Japanese art played an important part in Bonnard's work. He was first able to see the works of Japanese artists via the Paris gallery of Siegfried Bing. Bing brought works by Hokusai and other Japanese print makers to France, and from May 1888 through April 1891 published a monthly art journal, Le Japon Artistique, which included color illustrations in 1891. In 1890, Bing organized an important exhibition of seven hundred prints he had brought from Japan, and made a donation of Japanese art to the Louvre.

Bonnard used the model of Japanese kakemono scroll art—long, vertical panels—in his series of paintings Women in the garden (1890–91), now in the Museé d'Orsay. Originally designed to appear together as a single screen, Bonnard decided to display Women in the garden as four separate decorative panels. The female forms are reduced to flat silhouettes, and there is no rendering of depth in the picture. The faces are turned away from the viewer and the pictures are entirely dominated by the colors and bold patterns of the costumes and the backgrounds. The models are his sister Andreé and his cousin Berthe Schaedin. Bonnard often pictured women in checkered blouses, a design he said he had discovered in Japanese prints.

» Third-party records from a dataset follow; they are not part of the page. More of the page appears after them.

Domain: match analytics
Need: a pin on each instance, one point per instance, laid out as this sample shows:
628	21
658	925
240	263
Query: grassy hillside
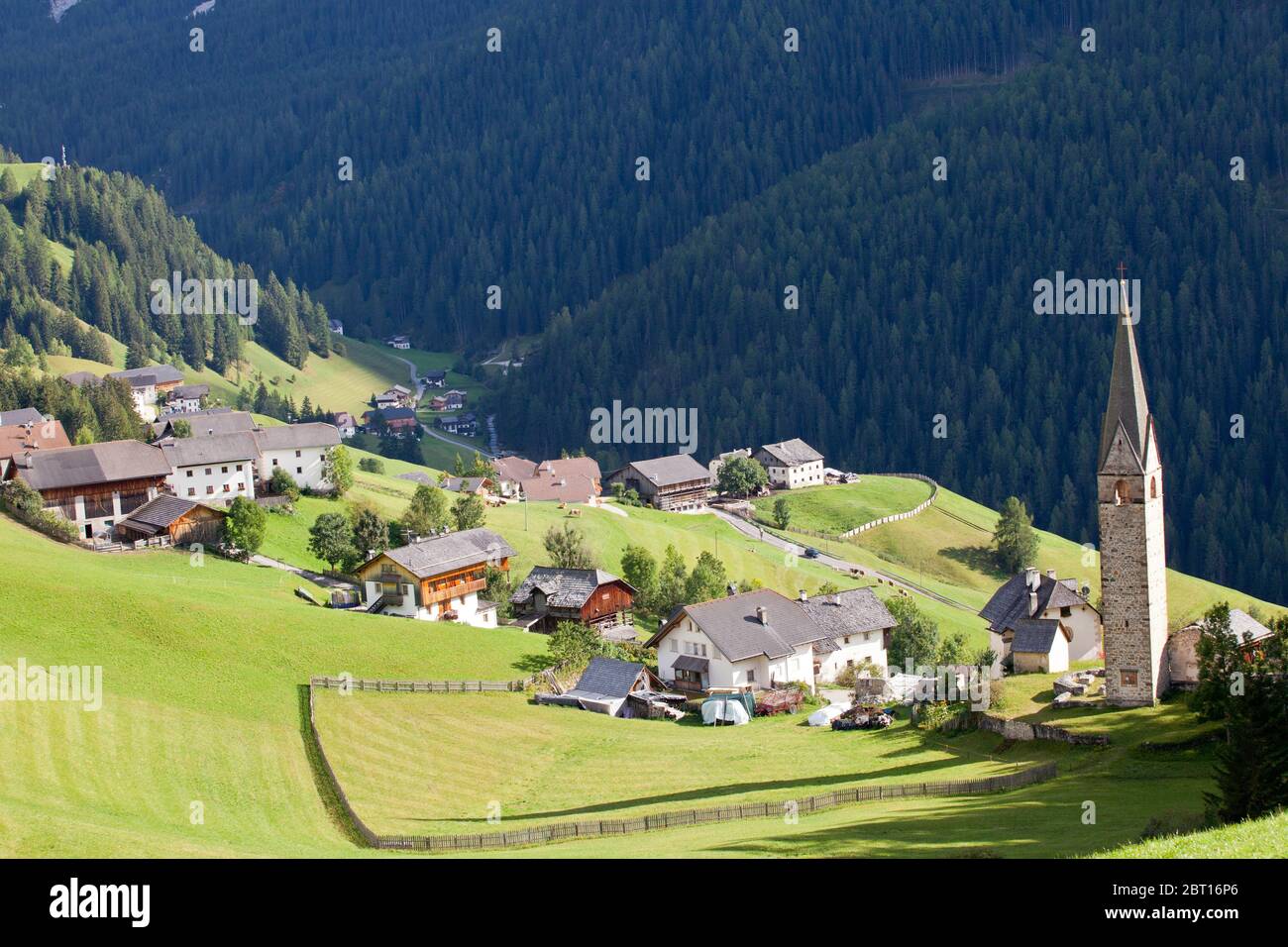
1263	838
201	672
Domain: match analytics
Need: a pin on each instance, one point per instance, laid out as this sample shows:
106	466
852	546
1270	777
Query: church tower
1132	558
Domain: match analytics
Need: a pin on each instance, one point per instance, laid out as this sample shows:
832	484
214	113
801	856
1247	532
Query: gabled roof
287	437
1127	403
211	449
1012	600
1037	635
160	513
21	415
456	551
91	464
793	453
565	587
665	472
848	612
608	678
733	625
14	438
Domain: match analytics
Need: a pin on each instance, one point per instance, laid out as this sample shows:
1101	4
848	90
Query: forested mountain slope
473	169
917	295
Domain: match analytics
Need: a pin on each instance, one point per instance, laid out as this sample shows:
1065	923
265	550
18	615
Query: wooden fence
597	828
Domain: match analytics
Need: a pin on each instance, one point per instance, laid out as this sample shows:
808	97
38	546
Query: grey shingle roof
286	437
1034	635
214	449
159	513
665	472
91	464
22	415
1012	600
846	612
149	375
734	628
793	453
565	587
606	678
455	551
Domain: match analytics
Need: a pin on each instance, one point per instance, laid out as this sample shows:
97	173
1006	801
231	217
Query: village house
791	464
464	425
147	384
297	449
568	479
716	463
21	415
858	628
187	398
751	641
171	521
1181	654
398	420
346	425
214	468
588	596
437	579
25	437
1038	646
93	486
1030	594
677	482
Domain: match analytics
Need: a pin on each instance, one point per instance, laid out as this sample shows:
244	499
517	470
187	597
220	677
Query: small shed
1039	646
171	519
605	684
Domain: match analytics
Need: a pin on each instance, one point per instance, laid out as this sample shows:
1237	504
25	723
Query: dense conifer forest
768	169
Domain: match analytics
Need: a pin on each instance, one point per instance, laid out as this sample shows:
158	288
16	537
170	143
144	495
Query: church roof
1127	403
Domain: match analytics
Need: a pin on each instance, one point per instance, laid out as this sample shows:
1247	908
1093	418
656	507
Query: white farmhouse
211	470
1031	595
791	464
297	449
752	641
437	579
858	630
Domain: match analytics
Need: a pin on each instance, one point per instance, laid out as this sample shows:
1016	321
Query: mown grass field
201	671
842	506
433	764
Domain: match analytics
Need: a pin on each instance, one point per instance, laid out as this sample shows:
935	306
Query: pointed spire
1127	402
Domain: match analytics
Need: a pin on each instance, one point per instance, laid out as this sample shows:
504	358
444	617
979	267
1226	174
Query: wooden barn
174	521
588	596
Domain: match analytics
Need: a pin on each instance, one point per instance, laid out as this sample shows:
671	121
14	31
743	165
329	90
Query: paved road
831	561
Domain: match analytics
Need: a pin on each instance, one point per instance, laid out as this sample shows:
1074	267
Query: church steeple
1127	407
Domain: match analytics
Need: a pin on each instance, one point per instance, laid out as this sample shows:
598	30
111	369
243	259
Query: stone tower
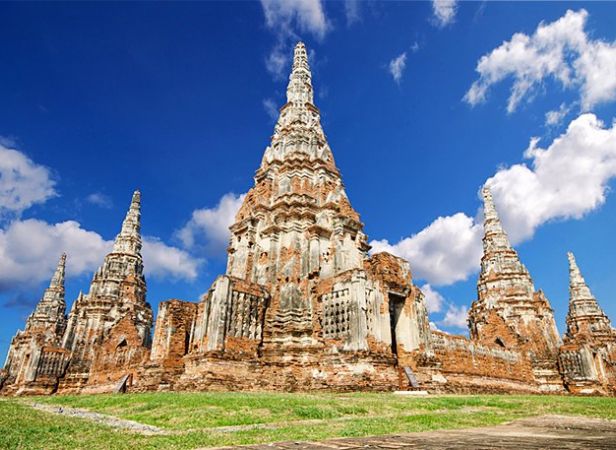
117	290
508	311
588	355
585	319
299	283
44	327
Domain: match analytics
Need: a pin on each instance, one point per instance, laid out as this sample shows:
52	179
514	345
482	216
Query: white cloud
446	251
456	317
397	66
286	18
100	199
567	179
23	183
352	11
434	300
29	251
161	260
444	11
208	228
270	108
560	50
555	117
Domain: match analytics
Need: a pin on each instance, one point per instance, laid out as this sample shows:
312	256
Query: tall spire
129	239
299	90
298	131
495	237
50	310
581	301
58	277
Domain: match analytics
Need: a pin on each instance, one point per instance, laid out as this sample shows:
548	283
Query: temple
509	312
303	305
588	356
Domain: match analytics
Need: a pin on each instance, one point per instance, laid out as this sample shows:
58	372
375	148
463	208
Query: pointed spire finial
578	289
299	90
136	197
575	276
129	239
495	236
57	281
488	203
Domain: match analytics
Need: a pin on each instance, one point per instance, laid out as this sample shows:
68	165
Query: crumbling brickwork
588	355
508	311
303	306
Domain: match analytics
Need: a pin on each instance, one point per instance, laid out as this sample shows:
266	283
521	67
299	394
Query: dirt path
536	433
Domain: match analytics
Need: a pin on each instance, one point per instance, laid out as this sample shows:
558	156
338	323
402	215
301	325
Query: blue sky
176	99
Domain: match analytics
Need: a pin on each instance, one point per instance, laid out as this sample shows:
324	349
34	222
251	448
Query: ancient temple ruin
509	312
303	305
588	356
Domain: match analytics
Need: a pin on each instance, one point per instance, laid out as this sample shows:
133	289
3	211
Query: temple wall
470	366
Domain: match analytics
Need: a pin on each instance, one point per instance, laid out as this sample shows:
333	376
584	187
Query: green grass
195	418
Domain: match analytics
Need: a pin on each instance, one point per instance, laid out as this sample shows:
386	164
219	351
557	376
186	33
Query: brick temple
303	305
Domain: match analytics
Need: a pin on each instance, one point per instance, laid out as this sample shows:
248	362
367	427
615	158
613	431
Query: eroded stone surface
303	306
509	312
588	355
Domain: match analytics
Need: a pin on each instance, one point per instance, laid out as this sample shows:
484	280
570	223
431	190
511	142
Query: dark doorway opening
396	303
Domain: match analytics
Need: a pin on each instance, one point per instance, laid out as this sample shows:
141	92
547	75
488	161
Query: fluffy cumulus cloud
446	251
30	248
397	66
444	11
561	51
100	199
162	260
352	11
555	117
526	196
29	252
455	317
23	183
288	18
207	230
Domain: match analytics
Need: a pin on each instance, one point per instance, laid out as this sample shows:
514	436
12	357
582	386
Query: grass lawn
195	419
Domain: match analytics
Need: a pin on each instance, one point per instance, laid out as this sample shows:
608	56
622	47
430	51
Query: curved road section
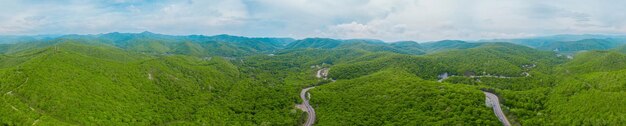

He devoted an increasing amount of attention to decorative art, designing furniture, fabrics, fans and other objects. He continued to design posters for France-Champagne, which gained him an audience outside the art world. In 1892, he began creating lithographs, and painted Le Corsage a carreaux and La Partie de croquet. He also made a series of illustrations for the music books of his brother-in-law, Claude Terrasse.

In 1894, he turned in a new direction and made a series of paintings of scenes of the life of Paris. In his urban scenes, the buildings and even animals were the focus of attention; faces were rarely visible. He also made his first portrait of his future wife, Marthe, whom he married in 1925. In 1895, he became an early participant of the movement of Art Nouveau, designing a stained glass window, called Maternity, for Tiffany.

In 1895, he had his first individual exposition of paintings, posters and lithographs at the Durand-Ruel Gallery. He also illustrated a novel, Marie, by Peter Nansen, published in series by in La Revue Blanche. The following year he participated in a group exposition of Nabis at the Amboise Vollard Gallery. In 1899, he took part in another major exposition of works of the Nabis.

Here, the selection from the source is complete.